Environmental Protection

CAC Release: Supreme Court Greenlights Railroad Project Despite Risk of Grave Environmental Impacts

WASHINGTON, DC – Following today’s decision at the Supreme Court in Seven County Infrastructure Coalition v. Eagle County, a case in which the Supreme Court considered whether the National Environmental Policy Act requires federal agencies to study all the reasonably foreseeable environmental effects of proposed projects before approving them, Constitutional Accountability Center Senior Appellate Counsel Miriam Becker-Cohen issued the following reaction:

Today’s decision will have drastic negative consequences for our natural environment. The Court gave the green light to a major railroad project despite the Surface Transportation Board’s failure to consider all the reasonably foreseeable environmental effects of the project—including increased oil drilling and refining made possible by the project. This narrow construction of the National Environmental Policy Act, or NEPA, is at odds with that statute’s text and history, as well as contemporaneous and consistent interpretations of NEPA by the agency charged with administering it.
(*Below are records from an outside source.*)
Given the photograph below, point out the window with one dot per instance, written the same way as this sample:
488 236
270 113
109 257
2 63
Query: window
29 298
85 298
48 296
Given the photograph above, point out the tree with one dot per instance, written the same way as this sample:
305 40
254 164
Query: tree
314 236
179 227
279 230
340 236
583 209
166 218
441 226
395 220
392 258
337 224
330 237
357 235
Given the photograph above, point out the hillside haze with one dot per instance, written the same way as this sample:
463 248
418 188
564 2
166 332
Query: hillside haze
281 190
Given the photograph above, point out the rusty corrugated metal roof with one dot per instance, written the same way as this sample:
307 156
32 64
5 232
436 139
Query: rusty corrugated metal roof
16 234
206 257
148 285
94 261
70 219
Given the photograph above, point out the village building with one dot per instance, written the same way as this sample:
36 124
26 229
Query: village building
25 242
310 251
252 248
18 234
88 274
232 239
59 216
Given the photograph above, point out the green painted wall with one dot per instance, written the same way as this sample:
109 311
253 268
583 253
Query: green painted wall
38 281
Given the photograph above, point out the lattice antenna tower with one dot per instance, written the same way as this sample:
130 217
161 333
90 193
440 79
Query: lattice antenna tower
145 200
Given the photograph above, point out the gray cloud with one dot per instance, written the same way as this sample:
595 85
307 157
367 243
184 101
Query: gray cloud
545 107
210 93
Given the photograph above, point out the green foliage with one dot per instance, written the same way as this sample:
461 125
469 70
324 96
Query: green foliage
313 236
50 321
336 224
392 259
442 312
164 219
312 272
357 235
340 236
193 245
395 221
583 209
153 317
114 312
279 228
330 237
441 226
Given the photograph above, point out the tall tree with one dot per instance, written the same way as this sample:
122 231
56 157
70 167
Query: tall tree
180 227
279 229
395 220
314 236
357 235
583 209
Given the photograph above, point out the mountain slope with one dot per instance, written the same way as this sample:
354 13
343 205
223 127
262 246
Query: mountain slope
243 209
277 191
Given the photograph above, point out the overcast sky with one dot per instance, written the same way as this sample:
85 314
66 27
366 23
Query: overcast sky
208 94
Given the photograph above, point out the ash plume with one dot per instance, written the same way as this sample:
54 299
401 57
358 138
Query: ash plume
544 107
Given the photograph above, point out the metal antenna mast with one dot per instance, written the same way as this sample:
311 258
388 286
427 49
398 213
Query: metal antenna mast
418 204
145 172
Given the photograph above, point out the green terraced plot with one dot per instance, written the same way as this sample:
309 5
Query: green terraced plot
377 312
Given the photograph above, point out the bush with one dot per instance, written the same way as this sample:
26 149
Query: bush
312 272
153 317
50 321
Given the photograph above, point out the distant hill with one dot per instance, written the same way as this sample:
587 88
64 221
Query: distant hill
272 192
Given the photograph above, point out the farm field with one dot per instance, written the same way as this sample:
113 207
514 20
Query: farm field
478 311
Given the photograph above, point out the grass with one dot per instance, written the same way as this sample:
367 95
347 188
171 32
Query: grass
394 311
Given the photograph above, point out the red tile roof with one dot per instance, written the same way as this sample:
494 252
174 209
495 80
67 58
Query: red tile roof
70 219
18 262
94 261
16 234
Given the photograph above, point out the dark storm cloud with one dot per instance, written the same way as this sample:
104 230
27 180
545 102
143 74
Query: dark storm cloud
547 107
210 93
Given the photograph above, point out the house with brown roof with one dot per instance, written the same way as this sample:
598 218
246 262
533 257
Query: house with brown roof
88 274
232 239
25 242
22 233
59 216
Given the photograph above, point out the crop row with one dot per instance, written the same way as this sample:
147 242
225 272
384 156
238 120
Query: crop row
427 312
At the same time, the public should not overread this decision. The Court reached it primarily through deference to the Surface Transportation Board—reviewing the Board’s decision only to ensure that it was not “arbitrary and capricious.” And although the Court held that the reasonably foreseeable effects of separate projects, like oil drilling and refining, need not be considered in NEPA environmental reviews, it made clear that “the environmental effects of the project at issue” may still “fall within NEPA even if those effects might extend outside the geographical territory of the project or might materialize later in time.”